Today's wet weather is an apt backdrop for the Liverpool Sound concert at Anfield. Raining on this particular parade of what was billed as the highlight of Liverpool08 isn't, however, merely a meteorological matter. The metaphorical downpour comes in the shape of the national media's interest in the mismanagement of 2008 by the city council & the Culture Company (www.liverpool08.com ).
BBC Radio 4's File On 4 programme (http://news.bbc.co.uk/1/hi/programmes/file_on_4/7420315.stm ) this week lifted the stone on just some of the shennanigans, cock-ups & warring egos which have resulted in what could have been the area's best opportunity in over a generation becoming a laughable & pathetic attempt to paper over the cracks of a civic & business leadership in denial & conflict.
As Allan Urry (who cut his journalistic teeth with BBC Radio Merseyside) reports for the programme, Liverpool City Council is currently closing two specialist care homes for the elderly as it tries to put its finances in order. One of those affected by the closures expresses her feelings:
"Joyce Provost, whose 77 year old mother suffers dementia, [said]: 'The old people built this city....they're not being considered, I don't think it is fair.'"
The Bread & Circuses approach of the city council is put under the spotlight by seasoned observers of the city's civic & business scene. The programme notes that "one of the city's leading academics has a stark warning that the city is ill equipped for the tough times ahead.

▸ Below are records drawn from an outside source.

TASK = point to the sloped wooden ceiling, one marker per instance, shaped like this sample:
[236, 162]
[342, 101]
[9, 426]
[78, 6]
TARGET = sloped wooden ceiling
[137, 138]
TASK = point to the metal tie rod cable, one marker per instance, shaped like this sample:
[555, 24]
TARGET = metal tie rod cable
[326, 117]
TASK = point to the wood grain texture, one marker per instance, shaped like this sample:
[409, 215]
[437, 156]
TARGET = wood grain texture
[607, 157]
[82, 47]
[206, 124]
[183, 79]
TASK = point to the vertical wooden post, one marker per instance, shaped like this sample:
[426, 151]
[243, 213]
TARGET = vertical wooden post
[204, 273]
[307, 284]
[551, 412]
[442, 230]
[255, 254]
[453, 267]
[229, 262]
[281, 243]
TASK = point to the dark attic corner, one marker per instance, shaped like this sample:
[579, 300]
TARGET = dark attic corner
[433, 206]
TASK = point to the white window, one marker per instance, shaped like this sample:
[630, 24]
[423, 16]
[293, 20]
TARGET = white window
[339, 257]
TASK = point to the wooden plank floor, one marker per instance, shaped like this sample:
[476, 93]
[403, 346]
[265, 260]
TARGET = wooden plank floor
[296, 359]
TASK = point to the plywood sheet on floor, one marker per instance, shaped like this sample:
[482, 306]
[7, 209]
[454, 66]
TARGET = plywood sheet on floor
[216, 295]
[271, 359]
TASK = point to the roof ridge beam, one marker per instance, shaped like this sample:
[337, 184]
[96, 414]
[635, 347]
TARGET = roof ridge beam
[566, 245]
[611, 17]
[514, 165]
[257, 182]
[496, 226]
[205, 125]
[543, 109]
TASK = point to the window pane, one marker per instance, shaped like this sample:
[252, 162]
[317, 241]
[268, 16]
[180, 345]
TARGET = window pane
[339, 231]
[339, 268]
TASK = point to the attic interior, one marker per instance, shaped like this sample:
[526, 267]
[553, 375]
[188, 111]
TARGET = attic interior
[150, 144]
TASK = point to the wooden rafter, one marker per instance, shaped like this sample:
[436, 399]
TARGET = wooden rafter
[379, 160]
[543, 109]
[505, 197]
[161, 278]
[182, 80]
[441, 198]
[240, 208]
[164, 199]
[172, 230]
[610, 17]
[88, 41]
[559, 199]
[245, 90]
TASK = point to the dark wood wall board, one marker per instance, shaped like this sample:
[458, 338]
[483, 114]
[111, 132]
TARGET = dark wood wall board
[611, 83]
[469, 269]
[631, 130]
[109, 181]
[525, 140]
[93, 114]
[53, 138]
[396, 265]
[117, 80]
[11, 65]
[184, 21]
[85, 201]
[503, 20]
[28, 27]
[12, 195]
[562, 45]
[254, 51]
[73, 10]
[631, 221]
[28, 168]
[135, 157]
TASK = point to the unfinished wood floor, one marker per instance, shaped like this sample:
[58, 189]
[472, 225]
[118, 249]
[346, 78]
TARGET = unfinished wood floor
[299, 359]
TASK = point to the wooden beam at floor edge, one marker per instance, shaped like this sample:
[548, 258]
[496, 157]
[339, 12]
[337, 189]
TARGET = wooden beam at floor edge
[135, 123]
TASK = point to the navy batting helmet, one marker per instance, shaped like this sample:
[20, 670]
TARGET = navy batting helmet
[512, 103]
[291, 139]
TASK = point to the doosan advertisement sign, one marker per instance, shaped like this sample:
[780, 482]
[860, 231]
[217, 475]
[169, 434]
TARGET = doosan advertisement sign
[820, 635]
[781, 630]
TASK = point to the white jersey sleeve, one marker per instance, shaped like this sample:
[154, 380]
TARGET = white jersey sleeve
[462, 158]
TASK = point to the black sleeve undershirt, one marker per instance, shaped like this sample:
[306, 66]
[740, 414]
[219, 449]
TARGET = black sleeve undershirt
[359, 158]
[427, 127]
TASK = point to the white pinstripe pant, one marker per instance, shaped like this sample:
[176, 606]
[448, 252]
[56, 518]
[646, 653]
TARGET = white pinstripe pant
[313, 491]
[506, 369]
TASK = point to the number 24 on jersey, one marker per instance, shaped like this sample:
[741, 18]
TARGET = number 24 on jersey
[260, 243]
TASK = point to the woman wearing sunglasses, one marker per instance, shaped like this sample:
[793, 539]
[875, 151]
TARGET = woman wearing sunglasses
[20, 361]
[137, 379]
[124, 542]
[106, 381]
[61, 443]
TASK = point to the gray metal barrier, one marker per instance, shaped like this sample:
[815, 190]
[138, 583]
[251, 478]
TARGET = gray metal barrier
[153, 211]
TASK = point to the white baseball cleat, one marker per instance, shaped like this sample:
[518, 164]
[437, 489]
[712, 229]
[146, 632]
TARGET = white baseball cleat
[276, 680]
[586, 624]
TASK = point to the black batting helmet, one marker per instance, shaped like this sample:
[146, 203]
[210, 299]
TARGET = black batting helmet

"Professor David Robertson, head of the Public Policy Institute at Liverpool John Moores University, is doubly pessimistic with nearly £7-12bn worth of Central Government and European funding due to come to an end.
"He added that the city's regeneration had been 'very frothy, focussing upon tourism, short term spending and increasing spending on shopping.
"They are the first things to go in an economic downturn.'"
These aren't the sort of observations you will find in the Liverpool Echo. Just two days after the File On 4 programme was first broadcast, the Echo morphed into a glorified PR blurb for the Liverpool One development (http://www.liverpoolecho.co.uk/liverpool-news/local-news/2008/05/29/liverpool-one-huge-shopping-development-opens-100252-20991041/ ).
Forget about journalism, this coverage oozed with nauseous sycophancy.
It reminded me of the points made in April by the writer Paul Kingsnorth in his book, "Real England: The Battle Against The Bland" (http://condensedthoughts.blogspot.com/2008_04_01_archive.html ).
It's worth noting, en passant, that Phil Redmond, self-styled saviour of culture year, refused to be interviewed by Allan Urry unless he could dictate the terms of the conversation & exercise a power of veto over the programme's questions.
On a lighter note, Lee Forde -- the man who was expected to work with a reduced budget yet return a finished project regardless, as far as Warren Bradley was concerned -- tells Urry that Bruce Springsteen had expressed a wish to play Liverpool this year, but the farce that was unfolding ruled it out. Thanks, fellas, another reason to remind as wide an audience as possible of the Audit Commision's report which described Liverpool as having the worst-run council in the country.